Friday, December 12, 2008

EdSec Götterdämmerung

As we approach the climax of the EdSec Götterdämmerung, such that even David Warlick throws in his 2 cents, I've just got a couple quickies to throw in from the day's reading.

This might be the most annoying thing I've read this month, courtesy of Jonathan Alter:

Betraying his own professional background, Gates shakes his head in dismay at the idea of secondary schools and colleges trying to function at all without simple software that offers them basic statistical information about how students and teachers are performing over time (for-profit colleges are an exception). Everyone in education knows why: unions have simply prevented teachers from being judged, even in part, on whether their students improve during the course of the year.

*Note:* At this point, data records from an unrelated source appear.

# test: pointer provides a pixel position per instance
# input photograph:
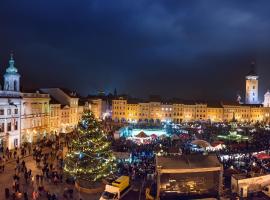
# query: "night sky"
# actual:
(187, 49)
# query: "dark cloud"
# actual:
(188, 49)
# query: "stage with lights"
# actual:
(192, 176)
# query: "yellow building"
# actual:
(34, 116)
(130, 110)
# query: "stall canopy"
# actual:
(262, 156)
(201, 143)
(174, 137)
(154, 136)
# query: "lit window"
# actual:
(9, 126)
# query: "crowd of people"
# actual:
(35, 182)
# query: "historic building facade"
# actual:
(127, 110)
(29, 116)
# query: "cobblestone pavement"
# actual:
(6, 179)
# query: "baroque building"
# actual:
(252, 87)
(26, 117)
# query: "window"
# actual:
(9, 126)
(2, 127)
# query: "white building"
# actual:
(69, 107)
(252, 87)
(266, 102)
(10, 108)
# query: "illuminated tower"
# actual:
(11, 77)
(252, 86)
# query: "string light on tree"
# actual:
(91, 158)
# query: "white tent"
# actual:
(175, 137)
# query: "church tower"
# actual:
(11, 77)
(252, 86)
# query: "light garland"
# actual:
(91, 158)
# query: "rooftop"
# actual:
(188, 162)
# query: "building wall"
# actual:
(55, 118)
(10, 123)
(252, 87)
(35, 116)
(157, 111)
(98, 107)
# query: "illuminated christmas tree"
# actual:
(91, 158)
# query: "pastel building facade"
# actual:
(29, 116)
(127, 110)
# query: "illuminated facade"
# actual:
(35, 116)
(266, 102)
(29, 116)
(98, 107)
(252, 87)
(126, 110)
(69, 106)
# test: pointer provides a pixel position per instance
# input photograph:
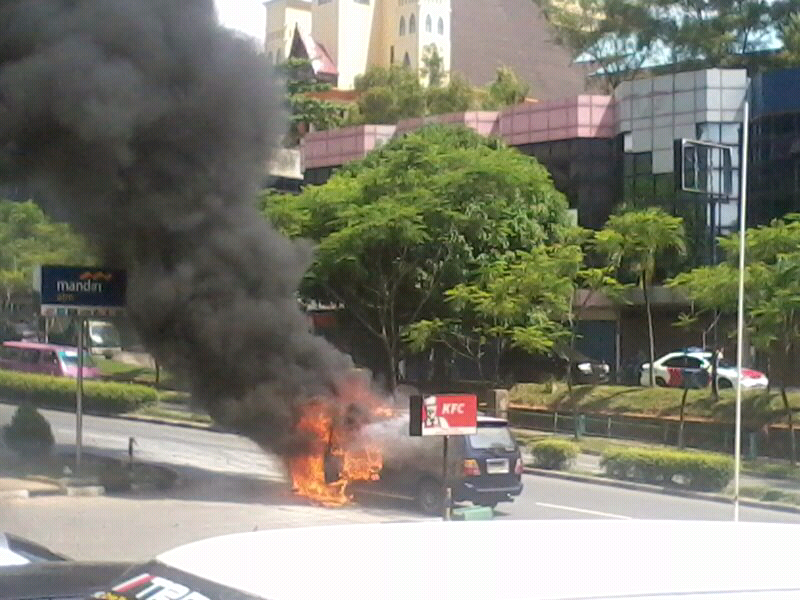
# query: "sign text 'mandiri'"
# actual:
(81, 287)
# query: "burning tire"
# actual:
(430, 497)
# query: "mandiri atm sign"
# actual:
(446, 414)
(84, 291)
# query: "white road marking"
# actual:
(596, 513)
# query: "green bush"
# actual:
(29, 434)
(696, 470)
(553, 453)
(98, 396)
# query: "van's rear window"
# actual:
(492, 436)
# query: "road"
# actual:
(229, 485)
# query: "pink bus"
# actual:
(48, 359)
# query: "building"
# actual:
(357, 34)
(283, 18)
(472, 38)
(774, 180)
(514, 33)
(603, 150)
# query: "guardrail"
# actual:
(706, 434)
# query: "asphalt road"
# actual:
(229, 485)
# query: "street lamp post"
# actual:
(737, 453)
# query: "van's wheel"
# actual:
(430, 497)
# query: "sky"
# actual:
(248, 16)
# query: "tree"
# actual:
(506, 90)
(419, 216)
(520, 300)
(772, 294)
(307, 111)
(27, 239)
(635, 240)
(457, 96)
(623, 36)
(388, 95)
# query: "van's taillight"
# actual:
(471, 467)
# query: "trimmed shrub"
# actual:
(29, 434)
(696, 470)
(98, 396)
(553, 453)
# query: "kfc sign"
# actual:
(444, 414)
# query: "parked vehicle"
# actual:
(692, 367)
(484, 468)
(472, 561)
(48, 359)
(15, 551)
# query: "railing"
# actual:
(772, 440)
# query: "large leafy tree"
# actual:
(429, 211)
(308, 111)
(520, 300)
(27, 239)
(772, 294)
(622, 36)
(634, 241)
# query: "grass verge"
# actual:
(757, 406)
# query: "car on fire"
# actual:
(693, 366)
(484, 468)
(437, 560)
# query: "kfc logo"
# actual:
(445, 415)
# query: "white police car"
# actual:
(682, 367)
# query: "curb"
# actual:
(646, 487)
(14, 494)
(165, 421)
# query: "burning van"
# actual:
(484, 468)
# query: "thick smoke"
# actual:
(148, 126)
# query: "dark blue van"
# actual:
(484, 468)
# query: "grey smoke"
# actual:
(147, 126)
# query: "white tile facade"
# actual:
(657, 111)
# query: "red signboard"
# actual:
(449, 414)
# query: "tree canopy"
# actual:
(307, 111)
(394, 93)
(27, 239)
(398, 231)
(622, 36)
(634, 241)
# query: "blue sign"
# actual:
(87, 290)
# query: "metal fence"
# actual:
(770, 441)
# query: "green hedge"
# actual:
(98, 396)
(696, 470)
(553, 453)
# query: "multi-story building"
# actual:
(283, 18)
(471, 38)
(605, 150)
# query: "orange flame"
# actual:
(358, 458)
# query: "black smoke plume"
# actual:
(148, 126)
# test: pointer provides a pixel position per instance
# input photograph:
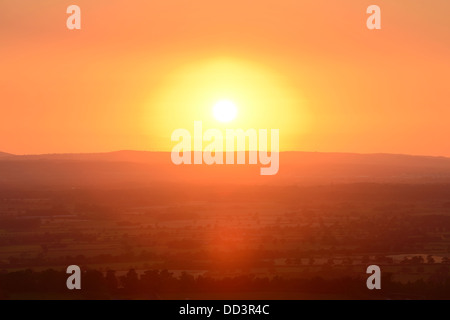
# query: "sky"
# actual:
(138, 70)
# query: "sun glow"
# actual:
(226, 93)
(225, 110)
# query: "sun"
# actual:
(224, 110)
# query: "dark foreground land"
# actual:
(178, 240)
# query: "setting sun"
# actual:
(225, 110)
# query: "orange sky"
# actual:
(137, 70)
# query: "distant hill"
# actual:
(140, 168)
(4, 155)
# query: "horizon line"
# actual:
(160, 151)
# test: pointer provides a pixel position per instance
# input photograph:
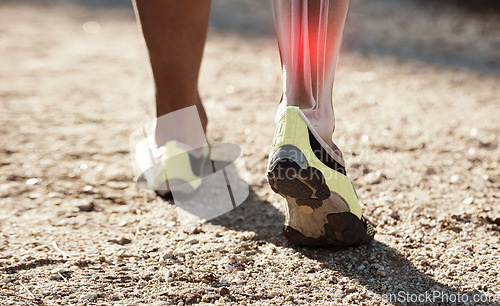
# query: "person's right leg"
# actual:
(305, 167)
(175, 33)
(310, 36)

Schools don't have good data systems because the IT industry has utterly failed them for decades. You can go back through thirty years of newspaper clippings in Chicago or probably any other city and read story after story, repeating at regular intervals, about the planning, implementation, and ignominious failure of massively expensive IT infrastructure projects. Sure, some of it can be blamed on school administration, ill-thought out legal restrictions, and maybe a little teacher union intransigence in there too, but on the whole, we've been failed by big IT again and again and again. The idea that industry has provided awesome data systems to schools that are ready to if only teachers would give the thumbs up is an utter joke.

Also, Kevin Carey:

As you'd expect, Finland's child care policies are more generous than ours; Matt Yglesias explains more here and here. Meanwhile, on the teaching front, all K-12 teachers are required to go through rigorous university-based training, in most cases through a master's degree. But only 10 - 12% of applicants to university teaching programs are accepted. In other words, the system seems to be roughly what you'd get if you locked Linda Darling-Hammond and Wendy Kopp in a room and didn't let them out until they'd struck a grand bargain about the nature of teacher selection and training.

Um... yeah. Linda Darling-Hammond is interested in improving schools of education, to make them more respected and effective, like Finland's. What is Wendy Kopp contributing to this negotiation?